Research Team, 14 December 2018

Market volatility continued to feature this week, with global share markets registering big swings in either direction. Investors are grappling with a range of worries including flaring geopolitical tensions and slowing global growth.

The local NZX 50 has held up relatively well when compared to markets offshore. At the time of writing, the local benchmark is up 4.1% for the year, but remains 6.9% below its 52 week high reached on September 24. In Australia, the ASX 200 slumped to a two-year low at the start of the week but managed to bounce off its lows as the week progressed. The Australian benchmark is off 6.5% for the year, while China’s Shanghai Composite has tumbled 21.3%.

After a tough start to the week, US stocks rose Wednesday, as the outlook for trade took a positive turn. Trump tweeted "Very productive conversations going on with China! Watch for some important announcements!” Reports have suggested China has agreed to cut tariffs on imported American cars to 15% from 40%, potentially a sign of a cooling trade war. Investors, however, remain cautious about a broader deal.

Markets also reacted positively to news that Canada granted bail to detained Huawei Chief Financial Officer, Meng Wanzhou, who was apprehended last week. The decision by the court in Vancouver came as Donald Trump said he would intervene in the case if it would serve national security interests or help close a trade deal with China.

It also follows news that the former Canadian diplomat Michael Kovrig has been detained in China. Kovrig had previously served as political lead for Prime Minister Justin Trudeau’s 2016 visit to Hong Kong. Trudeau told reporters the Government took news of the detention very seriously.

This week saw Prime Minister Theresa May survive a confidence vote from her Conservative Party, however, more than a third of lawmakers said she is no longer the right leader to implement Britain’s exit from the European Union. May is said to have told her party, she won’t run in the next election. The British pound rallied from a 20-month low after the vote.

Back home, shares of Trade Me rose to an all-time high after receiving a formal takeover offer from Apax Partners to acquire 100% of its shares for $6.45 per share (a 5 cent increase on its original bid). The deal, which is subject to shareholder and court approval, has been unanimously supported by TME’s board. A key condition of the takeover is that the scheme of arrangement is approved by shareholders at a meeting scheduled for April. CEO Jon MacDonald said he will continue with the company beyond 2018 to ensure continued momentum, after initially planning to step down in December.

Restaurant Brands announced it is bringing the Taco Bell brand to both New Zealand and New South Wales in Australia, commencing in 2019. Resuatrant Brands plans to open more than 60 new restaurants between 1 January 2019 and 30 June 2024.

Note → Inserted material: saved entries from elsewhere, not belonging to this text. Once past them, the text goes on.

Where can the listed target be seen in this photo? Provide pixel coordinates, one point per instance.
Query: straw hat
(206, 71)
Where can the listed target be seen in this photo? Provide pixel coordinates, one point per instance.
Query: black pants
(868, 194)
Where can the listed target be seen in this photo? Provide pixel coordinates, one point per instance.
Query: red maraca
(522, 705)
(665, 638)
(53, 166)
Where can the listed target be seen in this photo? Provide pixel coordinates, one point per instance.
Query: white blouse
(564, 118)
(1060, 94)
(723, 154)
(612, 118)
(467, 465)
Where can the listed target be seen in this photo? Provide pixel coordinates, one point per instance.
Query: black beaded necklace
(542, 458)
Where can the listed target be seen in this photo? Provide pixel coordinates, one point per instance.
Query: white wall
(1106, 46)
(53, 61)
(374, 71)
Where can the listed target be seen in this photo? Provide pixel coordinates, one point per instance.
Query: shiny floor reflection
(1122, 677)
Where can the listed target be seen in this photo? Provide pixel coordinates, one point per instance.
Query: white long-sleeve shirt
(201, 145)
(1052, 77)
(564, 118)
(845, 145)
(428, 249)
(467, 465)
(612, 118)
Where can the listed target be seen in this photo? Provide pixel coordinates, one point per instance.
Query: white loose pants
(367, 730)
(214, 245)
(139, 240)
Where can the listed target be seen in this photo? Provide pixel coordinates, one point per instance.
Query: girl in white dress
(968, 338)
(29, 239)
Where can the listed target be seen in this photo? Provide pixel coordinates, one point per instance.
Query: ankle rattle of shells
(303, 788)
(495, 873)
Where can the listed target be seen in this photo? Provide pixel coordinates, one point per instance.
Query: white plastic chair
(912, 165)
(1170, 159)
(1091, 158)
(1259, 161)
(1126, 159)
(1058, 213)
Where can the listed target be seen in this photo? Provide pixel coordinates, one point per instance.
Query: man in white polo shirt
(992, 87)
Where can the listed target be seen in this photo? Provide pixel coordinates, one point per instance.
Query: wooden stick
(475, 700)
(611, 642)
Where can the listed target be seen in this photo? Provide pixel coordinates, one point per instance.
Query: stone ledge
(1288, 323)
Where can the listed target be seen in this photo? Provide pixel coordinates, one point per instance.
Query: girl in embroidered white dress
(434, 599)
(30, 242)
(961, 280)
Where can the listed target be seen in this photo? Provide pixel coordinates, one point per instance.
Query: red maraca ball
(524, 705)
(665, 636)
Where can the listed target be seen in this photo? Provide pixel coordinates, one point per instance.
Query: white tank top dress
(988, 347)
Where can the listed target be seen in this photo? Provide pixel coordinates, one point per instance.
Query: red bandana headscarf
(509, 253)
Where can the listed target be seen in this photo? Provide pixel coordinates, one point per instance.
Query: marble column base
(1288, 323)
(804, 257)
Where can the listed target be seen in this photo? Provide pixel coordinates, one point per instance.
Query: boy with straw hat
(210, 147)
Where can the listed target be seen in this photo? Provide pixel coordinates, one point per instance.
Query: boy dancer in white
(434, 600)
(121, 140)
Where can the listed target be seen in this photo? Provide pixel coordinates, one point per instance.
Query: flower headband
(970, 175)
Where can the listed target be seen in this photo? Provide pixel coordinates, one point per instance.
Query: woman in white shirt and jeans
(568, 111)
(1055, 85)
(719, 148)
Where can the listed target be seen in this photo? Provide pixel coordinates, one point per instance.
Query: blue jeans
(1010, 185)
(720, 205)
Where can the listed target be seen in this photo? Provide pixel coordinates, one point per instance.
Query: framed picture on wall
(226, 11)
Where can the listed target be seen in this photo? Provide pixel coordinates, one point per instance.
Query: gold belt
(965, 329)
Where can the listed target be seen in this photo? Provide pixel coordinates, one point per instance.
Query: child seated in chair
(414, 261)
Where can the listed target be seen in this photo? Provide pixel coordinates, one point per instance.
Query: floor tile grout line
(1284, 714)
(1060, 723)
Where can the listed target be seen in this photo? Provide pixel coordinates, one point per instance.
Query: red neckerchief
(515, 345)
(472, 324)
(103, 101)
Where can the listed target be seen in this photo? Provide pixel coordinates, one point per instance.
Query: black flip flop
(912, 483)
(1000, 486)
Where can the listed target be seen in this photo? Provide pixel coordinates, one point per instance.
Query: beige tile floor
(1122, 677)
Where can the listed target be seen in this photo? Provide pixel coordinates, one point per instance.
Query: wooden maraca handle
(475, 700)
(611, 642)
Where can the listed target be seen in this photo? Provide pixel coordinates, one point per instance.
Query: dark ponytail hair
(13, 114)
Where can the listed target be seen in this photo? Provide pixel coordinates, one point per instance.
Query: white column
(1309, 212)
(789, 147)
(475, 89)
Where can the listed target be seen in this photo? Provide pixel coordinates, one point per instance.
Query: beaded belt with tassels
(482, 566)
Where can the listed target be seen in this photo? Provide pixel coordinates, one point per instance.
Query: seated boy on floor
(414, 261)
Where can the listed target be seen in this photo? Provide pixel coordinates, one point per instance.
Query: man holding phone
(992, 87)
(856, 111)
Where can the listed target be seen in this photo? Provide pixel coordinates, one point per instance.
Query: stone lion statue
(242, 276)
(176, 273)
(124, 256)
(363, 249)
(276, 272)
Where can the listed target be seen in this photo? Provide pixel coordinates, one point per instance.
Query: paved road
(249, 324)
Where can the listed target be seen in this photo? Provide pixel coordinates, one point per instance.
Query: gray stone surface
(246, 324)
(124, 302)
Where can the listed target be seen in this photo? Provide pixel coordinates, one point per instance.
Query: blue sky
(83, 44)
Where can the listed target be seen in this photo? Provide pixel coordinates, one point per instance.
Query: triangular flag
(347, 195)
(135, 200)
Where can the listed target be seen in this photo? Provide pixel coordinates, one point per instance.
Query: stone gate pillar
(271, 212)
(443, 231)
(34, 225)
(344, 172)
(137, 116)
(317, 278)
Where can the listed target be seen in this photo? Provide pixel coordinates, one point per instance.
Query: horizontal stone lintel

Across the ditch, Syndey’s property slump has reached a new milestone, with values now fallen further than the late 1980’s when Australia was on the cusp of entering its last recession. Average Sydney homes have fallen 10.1% since their 2017 peak. That surpasses the top-to-bottom decline of 9.6% recorded between 1989 and 1991. The decline in Sydney house prices accelerating as tighter mortgage lending standards by the banks limit the amount people can borrow and as nervous buyers sit on the sidelines. Sydney property prices are still more than 60% higher than they were in 2012.